Тихий стон сорвался с губ Усура. Безумие снова овладевало им, и Шефту напряг свою уставшую волю, чтобы противостоять ему.
— Неважно. — Его голос звучал странно. Он боролся, чтобы придать ему твердость, хотя язык казался толстым и онемевшим. — Этот сойдет. Но воздуха здесь осталось мало. Торопитесь.
К его облегчению, необходимость спешить подавила панику Усура. Они с удвоенной силой набросились на золото. Но взгляд Шефту снова скользнул к факелу. Возможно, ему не хватало лишь воздуха, возможно, он снова ярко загорится, когда они покинут эту комнату, где они работали — и дышали — слишком долго. Корзины были почти полны. Комната, лишенная своего блеска, выглядела голой и мрачной.
«Ты должен взять то, что принадлежит ему, вплоть до царской кобры и ожерелья амулетов…»
Голова Шефту пульсировала; он медленно повернулся к саркофагу, проводя языком по губам, но не меняя их сухости. «Будь безжалостен, это нужно сделать», — сказал он себе. Он слабым кивком головы подозвал Джедета; вместе они поспешили по расчищенной тропе, мимо ушебти, к расстеленному краю покрова. Шефту мрачно поднял его, боясь остановиться хоть на миг. Избегая взглядов друг друга, двое мужчин схватили тяжелую крышку и попытались повернуть ее по диагонали на основании. Она не сдвинулась с места.
— Усур! Каэмуас! — задыхаясь, крикнул Джедет.
Копатели подошли, взялись за дело. Теперь имела значение лишь спешка, угасающий факел, тьма. Под напряжением восьми сильных рук толстая плита заскрежетала, сдвинулась на дюйм с ужасающим скрежетом камня о камень и, наконец, повернулась, открыв треугольный проем у изголовья. Факел горел все слабее и слабее; Шефту не смотрел на лицо мертвого царя, а слепо погрузил руки в темную полость саркофага. Они вышли оттуда, нагруженные цельнозолотыми амулетами, стоившими выкупа за царевича. Он заставил себя прощупать еще раз, чтобы найти тяжелый обруч с золотой коброй, что украшал чело. Он извлек его, сияющий, холодный…
— Теперь! — прошептал он.
И снова плечи напряглись в бешеной спешке. Факел слабо вспыхнул, мигнул — крышка со скрежетом встала на место. Шефту бросил на нее покров, вместе с остальными кинулся к корзинам и факелу. Они бежали, их изголодавшиеся легкие хватали воздух.

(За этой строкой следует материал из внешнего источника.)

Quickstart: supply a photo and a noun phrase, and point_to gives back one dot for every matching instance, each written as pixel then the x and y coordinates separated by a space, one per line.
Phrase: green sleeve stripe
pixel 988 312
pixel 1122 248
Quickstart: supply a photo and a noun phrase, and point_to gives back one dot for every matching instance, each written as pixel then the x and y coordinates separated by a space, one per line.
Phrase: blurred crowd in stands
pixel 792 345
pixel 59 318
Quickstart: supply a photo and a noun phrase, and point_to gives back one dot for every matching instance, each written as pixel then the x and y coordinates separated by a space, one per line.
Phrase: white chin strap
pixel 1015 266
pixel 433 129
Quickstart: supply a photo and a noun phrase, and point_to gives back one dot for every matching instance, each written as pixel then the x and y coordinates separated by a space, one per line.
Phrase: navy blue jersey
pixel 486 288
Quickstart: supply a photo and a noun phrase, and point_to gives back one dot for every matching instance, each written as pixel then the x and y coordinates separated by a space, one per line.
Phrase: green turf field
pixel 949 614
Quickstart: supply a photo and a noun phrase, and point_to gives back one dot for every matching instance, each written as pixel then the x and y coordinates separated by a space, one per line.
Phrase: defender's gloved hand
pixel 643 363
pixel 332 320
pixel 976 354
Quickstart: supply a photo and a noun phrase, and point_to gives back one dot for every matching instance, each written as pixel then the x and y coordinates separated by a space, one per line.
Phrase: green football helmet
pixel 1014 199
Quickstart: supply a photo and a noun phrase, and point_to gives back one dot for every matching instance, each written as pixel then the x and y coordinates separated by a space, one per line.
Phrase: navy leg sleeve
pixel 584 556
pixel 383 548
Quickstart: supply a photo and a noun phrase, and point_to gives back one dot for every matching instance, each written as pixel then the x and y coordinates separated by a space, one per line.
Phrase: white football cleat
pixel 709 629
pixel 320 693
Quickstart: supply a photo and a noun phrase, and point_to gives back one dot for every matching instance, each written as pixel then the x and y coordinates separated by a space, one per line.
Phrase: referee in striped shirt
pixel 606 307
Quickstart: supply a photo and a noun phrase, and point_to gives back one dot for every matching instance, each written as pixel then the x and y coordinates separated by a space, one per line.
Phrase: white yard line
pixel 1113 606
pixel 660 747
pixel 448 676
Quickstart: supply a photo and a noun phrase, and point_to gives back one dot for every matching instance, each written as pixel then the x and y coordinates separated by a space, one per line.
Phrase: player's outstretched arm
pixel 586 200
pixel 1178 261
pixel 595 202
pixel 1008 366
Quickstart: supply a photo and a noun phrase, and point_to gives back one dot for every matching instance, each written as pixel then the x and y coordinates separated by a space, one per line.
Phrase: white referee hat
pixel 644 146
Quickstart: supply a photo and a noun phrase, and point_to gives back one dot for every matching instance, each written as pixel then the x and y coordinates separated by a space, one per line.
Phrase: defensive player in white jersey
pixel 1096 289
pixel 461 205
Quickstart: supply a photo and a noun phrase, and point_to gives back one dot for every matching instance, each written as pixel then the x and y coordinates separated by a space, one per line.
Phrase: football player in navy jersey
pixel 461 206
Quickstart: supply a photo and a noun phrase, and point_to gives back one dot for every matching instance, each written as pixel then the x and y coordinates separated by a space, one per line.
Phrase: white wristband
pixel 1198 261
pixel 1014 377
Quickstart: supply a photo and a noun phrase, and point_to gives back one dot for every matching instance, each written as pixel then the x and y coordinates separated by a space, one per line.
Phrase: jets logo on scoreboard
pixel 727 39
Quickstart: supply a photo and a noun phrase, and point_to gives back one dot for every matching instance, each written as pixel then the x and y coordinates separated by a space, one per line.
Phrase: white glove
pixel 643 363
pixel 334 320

Через дверной проем, под поднятыми золотыми посохами двух статуй Исиды, между мебелью и грудами оружия, что загромождали пол, — дальше, в следующую комнату, мимо нарисованных рыбаков, молотильщиков, бесконечных полок с добром, по коридору и вверх по трем лестницам, и дальше…
— Нет, стойте! — Шефту остановился, задыхаясь. Он вытянул факел, вглядываясь в стены перед собой, в лестницу позади. Свет тускло осветил проем второго коридора. — Сюда!
Он свернул в него, и по всему телу побежали мурашки. Как легко было его пропустить! Он должен идти медленнее, быть уверенным, что каждый поворот верен. Но если он замешкается, что будет с факелом? Он с тревогой посмотрел на него. Воздух, казалось, стал лучше, но пламя все равно угасало. Значит, дело не в нехватке воздуха, сам факел был почти на исходе.